Moody’s has downgraded Georgia Power’s credit rating, following the company’s announcement of increased construction costs at Plant Vogtle.
The credit rating agency lowered the utility’s credit rating from A3 to Baa1, which according to the agency’s rating definitions signifies the company’s shift from low credit risk to moderate credit risk.
VIDEO: More on Plant Vogtle
Early Wednesday, Georgia Power announced a $1.1 billion increase in the cost to complete construction at the twin nuclear units being built in Burke county. The company said the increase, announced eight months after the Georgia Public Service Commission certified $7.3 billion as the cost to complete construction, would be self-financed.
“Although the additional costs will be covered through new equity issuances at the Southern parent, the latest revised cost estimate risks damaging the ongoing support from regulators, given it occurred so soon after they vetted and approved an earlier estimate,” said Jeff Cassella, senior credit officer at Moody’s Investor Service.
Georgia Power is expected to file the “developments with the Commission for review,” said state Public Service Commission spokesperson Bill Edge.

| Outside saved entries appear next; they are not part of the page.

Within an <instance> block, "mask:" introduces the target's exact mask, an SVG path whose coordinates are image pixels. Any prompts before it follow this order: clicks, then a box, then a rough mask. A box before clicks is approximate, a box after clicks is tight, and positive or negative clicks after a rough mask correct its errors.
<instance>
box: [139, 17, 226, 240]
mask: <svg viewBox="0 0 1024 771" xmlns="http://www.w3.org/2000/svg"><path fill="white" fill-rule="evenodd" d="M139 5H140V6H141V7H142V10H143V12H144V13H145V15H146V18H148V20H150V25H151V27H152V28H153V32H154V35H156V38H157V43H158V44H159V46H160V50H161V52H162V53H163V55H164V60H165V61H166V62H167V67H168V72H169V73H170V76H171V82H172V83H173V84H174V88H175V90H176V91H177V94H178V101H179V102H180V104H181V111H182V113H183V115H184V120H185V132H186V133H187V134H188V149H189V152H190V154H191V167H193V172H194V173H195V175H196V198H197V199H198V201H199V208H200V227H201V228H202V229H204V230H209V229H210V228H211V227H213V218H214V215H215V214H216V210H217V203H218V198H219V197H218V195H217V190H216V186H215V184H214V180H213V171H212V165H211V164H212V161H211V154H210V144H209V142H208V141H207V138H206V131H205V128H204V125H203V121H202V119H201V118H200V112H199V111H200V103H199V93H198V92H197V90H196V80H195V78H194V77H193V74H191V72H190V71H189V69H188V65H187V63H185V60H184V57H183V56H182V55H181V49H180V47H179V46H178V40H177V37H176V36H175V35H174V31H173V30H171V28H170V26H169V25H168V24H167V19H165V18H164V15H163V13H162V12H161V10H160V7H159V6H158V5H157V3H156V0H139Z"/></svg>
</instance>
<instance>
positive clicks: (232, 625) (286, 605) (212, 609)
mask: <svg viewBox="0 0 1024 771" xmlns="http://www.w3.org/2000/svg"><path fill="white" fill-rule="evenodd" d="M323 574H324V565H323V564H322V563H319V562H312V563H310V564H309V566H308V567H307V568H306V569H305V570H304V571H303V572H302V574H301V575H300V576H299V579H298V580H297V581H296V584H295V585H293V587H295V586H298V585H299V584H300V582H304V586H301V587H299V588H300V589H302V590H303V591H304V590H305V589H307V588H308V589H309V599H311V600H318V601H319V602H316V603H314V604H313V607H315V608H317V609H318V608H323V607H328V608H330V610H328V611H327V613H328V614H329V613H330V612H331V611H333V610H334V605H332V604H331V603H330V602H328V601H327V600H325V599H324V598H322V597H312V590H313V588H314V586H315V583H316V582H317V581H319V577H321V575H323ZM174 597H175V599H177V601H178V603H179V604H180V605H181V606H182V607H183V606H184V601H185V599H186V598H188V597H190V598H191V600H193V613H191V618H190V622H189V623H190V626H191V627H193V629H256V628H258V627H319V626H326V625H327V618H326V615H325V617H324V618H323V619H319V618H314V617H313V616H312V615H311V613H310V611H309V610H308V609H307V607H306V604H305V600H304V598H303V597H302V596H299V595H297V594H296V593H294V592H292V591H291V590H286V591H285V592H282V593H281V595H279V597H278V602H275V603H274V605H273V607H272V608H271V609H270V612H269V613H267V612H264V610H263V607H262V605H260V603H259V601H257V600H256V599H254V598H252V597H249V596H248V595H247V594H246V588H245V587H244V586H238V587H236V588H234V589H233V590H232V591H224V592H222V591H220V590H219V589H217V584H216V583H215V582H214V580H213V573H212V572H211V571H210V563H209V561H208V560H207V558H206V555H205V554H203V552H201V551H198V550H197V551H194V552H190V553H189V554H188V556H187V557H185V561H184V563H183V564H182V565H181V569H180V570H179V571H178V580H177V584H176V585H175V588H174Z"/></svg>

The credit rating company also placed the company’s ratings on review for further downgraded due to “the utility’s weaker financial metrics, which have steadily declined as the Vogtle project has proceeded and are not expected to improve over the near term.” Also, Moody’s said, Vogtle co-owners, Oglethorpe Power and the Municipal Electric Authority of Georgia, could decide to pull out of the project.
In a statement, Oglethorpe Power which owns 30 percent of Vogtle’s share, said its existing budget was “adequate to cover the bulk of its share of the recently announced increases in the base capital forecast for the project.”
Oglethorpe “is performing its due diligence under the Project Adverse Events (PAEs) within the co-owner agreement resulting from the new budget forecast and Georgia Power’s decision not to seek rate recovery for these amounts. A vote on these items is anticipated late in the 3rd Quarter of 2018,” the company said in a statement.
Meanwhile, public interest groups are appealing to the Public Service Commission not to approve a portion of $448 million in expenditures related to ongoing construction at Vogtle that Georgia Power submitted.
The Southern Alliance for Clean Energy, Georgia Interfaith Power and Light and the Partnership for Southern Equity asked commissioners to delay the approval of Westinghouse Electric Company’s portion of the amount, due to invoicing weaknesses identified by an audit firm.
The utility company updates state regulators every six months about progress on the nuclear units. The groups are asking for confirmation that the expenditures accrued between March to December 2017 by Westinghouse were directly related to the project.
“Here, the evidence is undisputed that a not-insignificant portion of the expenditures in question are potentially in dispute,” wrote the Georgia Interfaith Power and Light and the Partnership for Southern Equity to the commission.
Consumer interest groups in the state have been protesting the delays and cost overruns associated with the project, arguing that consumers should not shoulder the financial burden of the project.
“Any failure of the Commissioners to stay vigilant over this project and to maintain their duty to protect the ratepayers at the forefront could quickly result in further extended timelines and increased cost overruns that cannot be overcome by any amount of non-economic benefits,” wrote the Southern Alliance on Clean Energy.